There is also a non-performance SOHC version that is most easily recognized by its black stamped-steel oil pan. It also features a cast crankshaft, no oil squirters, a plastic oil pickup tube and less aggressive camshafts. It is found in the 1995–1998 Mazda Protege ES.

====BPT====

Mazda BPT - Turbocharged 1.8L

The BPT is a turbocharged and intercooled variant of the BP. It produced 180 PS at 6,000 rpm and 24.2 kgm of torque at 4,000 rpm in JDM-spec from G7+ CJ26 AH7 crankshaft. 95 octane rated European models only claimed 166 PS at 5,500 rpm and 219 Nm at 3,000 rpm.

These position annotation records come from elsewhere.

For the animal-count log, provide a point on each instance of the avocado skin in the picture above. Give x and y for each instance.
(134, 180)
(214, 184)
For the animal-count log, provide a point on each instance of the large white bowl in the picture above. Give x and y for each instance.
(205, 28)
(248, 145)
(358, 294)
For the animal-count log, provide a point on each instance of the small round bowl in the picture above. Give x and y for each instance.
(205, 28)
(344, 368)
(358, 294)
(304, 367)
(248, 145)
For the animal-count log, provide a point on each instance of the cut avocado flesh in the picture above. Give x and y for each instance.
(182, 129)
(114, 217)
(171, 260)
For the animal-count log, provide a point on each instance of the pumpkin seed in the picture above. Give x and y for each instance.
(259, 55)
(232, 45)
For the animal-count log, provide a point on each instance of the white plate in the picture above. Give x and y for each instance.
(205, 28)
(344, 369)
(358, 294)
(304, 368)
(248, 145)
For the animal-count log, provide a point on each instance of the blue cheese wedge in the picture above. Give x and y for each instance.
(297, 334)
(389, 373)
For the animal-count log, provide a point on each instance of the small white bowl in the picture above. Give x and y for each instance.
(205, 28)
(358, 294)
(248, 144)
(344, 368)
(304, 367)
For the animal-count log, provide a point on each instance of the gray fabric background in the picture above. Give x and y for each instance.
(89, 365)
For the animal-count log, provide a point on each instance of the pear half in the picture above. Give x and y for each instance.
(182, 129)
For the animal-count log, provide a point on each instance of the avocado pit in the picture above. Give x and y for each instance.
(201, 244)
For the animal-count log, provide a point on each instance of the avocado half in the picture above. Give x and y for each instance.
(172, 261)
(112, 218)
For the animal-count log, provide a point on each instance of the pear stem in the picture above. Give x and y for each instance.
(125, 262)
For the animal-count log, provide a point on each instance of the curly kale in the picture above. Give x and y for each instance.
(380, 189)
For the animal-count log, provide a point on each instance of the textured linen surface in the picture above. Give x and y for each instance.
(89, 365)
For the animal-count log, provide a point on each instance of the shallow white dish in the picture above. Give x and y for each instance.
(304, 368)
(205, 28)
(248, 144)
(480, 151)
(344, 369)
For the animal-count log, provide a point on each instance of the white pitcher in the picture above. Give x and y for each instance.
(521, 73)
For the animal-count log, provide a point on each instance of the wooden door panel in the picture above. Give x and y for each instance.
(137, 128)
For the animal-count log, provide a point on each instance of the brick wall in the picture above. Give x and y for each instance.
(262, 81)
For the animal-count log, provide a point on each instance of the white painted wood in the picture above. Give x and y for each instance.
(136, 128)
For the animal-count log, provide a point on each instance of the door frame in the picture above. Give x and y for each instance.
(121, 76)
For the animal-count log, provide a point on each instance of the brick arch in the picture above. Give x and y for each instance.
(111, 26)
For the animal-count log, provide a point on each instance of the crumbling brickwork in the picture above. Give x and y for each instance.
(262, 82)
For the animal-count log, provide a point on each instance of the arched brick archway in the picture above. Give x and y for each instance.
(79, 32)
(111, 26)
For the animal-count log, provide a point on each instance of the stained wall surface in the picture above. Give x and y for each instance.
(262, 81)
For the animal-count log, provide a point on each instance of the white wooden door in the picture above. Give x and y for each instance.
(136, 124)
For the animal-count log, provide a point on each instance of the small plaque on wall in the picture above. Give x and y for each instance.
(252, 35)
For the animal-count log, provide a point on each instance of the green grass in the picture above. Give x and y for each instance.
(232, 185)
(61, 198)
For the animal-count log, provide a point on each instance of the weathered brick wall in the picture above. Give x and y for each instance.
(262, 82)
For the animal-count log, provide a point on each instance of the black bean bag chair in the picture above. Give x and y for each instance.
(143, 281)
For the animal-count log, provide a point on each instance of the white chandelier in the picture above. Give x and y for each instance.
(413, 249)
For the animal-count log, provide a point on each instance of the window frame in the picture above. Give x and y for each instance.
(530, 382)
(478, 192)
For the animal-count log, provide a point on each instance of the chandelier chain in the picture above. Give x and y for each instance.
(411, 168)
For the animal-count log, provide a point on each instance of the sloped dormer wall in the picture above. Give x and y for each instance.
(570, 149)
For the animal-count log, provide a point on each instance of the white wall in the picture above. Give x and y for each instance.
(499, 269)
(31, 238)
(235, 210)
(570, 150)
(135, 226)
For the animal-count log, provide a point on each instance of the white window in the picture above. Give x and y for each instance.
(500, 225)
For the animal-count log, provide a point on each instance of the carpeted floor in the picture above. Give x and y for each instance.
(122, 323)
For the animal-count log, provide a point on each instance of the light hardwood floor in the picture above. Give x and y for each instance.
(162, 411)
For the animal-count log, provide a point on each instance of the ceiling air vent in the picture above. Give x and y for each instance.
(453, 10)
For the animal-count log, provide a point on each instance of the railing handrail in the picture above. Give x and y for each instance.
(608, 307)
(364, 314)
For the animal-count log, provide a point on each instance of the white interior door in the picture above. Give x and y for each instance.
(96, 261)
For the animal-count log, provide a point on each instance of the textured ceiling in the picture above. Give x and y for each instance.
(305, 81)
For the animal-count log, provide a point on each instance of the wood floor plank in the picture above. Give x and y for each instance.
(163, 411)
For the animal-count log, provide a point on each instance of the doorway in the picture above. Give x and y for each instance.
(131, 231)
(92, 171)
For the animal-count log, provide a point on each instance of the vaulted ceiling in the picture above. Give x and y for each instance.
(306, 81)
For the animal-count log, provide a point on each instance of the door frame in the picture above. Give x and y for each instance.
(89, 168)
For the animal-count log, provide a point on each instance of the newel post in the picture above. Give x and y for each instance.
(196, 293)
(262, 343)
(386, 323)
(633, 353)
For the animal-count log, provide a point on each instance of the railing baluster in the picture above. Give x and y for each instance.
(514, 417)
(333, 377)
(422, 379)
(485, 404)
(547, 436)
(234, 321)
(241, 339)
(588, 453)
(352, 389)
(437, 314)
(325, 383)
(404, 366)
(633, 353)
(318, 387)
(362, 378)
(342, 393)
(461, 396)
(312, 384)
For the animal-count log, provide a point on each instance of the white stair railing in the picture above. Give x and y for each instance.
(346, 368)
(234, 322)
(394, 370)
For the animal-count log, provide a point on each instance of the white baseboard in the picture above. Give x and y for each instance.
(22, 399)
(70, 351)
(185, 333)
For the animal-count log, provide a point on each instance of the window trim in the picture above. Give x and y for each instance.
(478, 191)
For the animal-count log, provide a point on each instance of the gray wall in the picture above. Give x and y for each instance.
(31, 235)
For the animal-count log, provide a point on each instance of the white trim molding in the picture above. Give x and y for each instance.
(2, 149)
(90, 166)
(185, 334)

It featured an IHI RHB5 VJ20 turbocharger, sidemount intercooler, 330 cc blacktop injectors (high impedance). The BPT versions of the Familia and Laser were only available in AWD models, and featured a viscous LSD centre and rear differentials.

Applications:
- 1989–1994 Mazda Familia GT-X (Japan)
- 1989–1994 Ford Laser TX3 turbo (Australia)
- 1989–1994 Mazda 323 GT
- 1989–1994 Ford Laser GT-X

====BPD====
The mazda BPD engine (also commonly referred to as a BP2) was a revamp of the original BP engine (sometimes called BP1 for clarity's sake). It featured a larger crank nose, larger piston oil squirters, a main bearing support plate, better flowing inlet and exhaust ports. This was also the base engine for the Mazda Familia GT-R and GT-Ae. It is commonly known as the 'big turbo' variant as it utilised a much larger IHI RHF6CB water-cooled turbocharger (vj23). The BPD was used as the basis for the engine, with changes such as sodium-filled exhaust valves, larger (and front-mounted) intercooler, larger (440 cc) low impedance fuel injectors and stronger engine internals helping to up the performance of the engine to produce 209 hp (156 kW) and 184 lb·ft (255 N·m). The VICS system of the N/A BP has been removed, as well as the boost cut from the ecu. This engine was designed to power Mazda to a world rally championship win, and was thus used in the limited production Mazda Familia GT-R (2,200 built) and GTAe (300 built).

====BP-4W====

The 1998 Roadster uses a modified BP, the BP-4W, which replaces the old hall effect dual Cam Angle Sensor unit mounted at the back of the exhaust cam with two separate Hall Effect units at the front - one on the intake cam gear and one mounted on the oil pump, to the side of the crankshaft pulley. It also has an improved intake system (a better flowing cylinder head because of the angle of the intake ports being changed). There was also a switch from the earlier problematic hydraulic lifters to solid lifters. The engine initially produced 140 hp at 6500 rpm, and 119 lb·ft at 5000 rpm. The United States 2004–2005 Mazdaspeed MX-5 turbo is based on this engine rather than the newer BP-Z3 and produces 178 bhp at 6000 rpm and 23 kgm of torque at 4500 rpm with slightly reduced compression ratio of 9.5:1. The Mazdaspeed turbo engine has no VICS, but does have VTCS which is often mistaken to be related to VICS.

Applications:
- 1998–2000 Mazda MX-5/Roadster/Miata
- 2004–2005 Mazdaspeed MX-5

====BP-Z3====
In 2001, Mazda introduced the still 1839 cc BP-Z3 (also called BP-VE) variant of the BP engine. It features S-VT variable valve timing on the intake side, no more VICS, but there is Variable Tumble Control System (VTCS) in the BP-Z3. A similar looking but effectively very different set of valves that restrict the intake on cold start for emissions purposes, rather than the torque enhancing set of partial butterflies that increase velocity that are used in VICS. This was found in the 2001+ Miata. The Z family is an evolution of this engine.

In Australia, a turbocharged version of this engine produced 157 kW and 280 Nm in the Mazda MX-5 SP.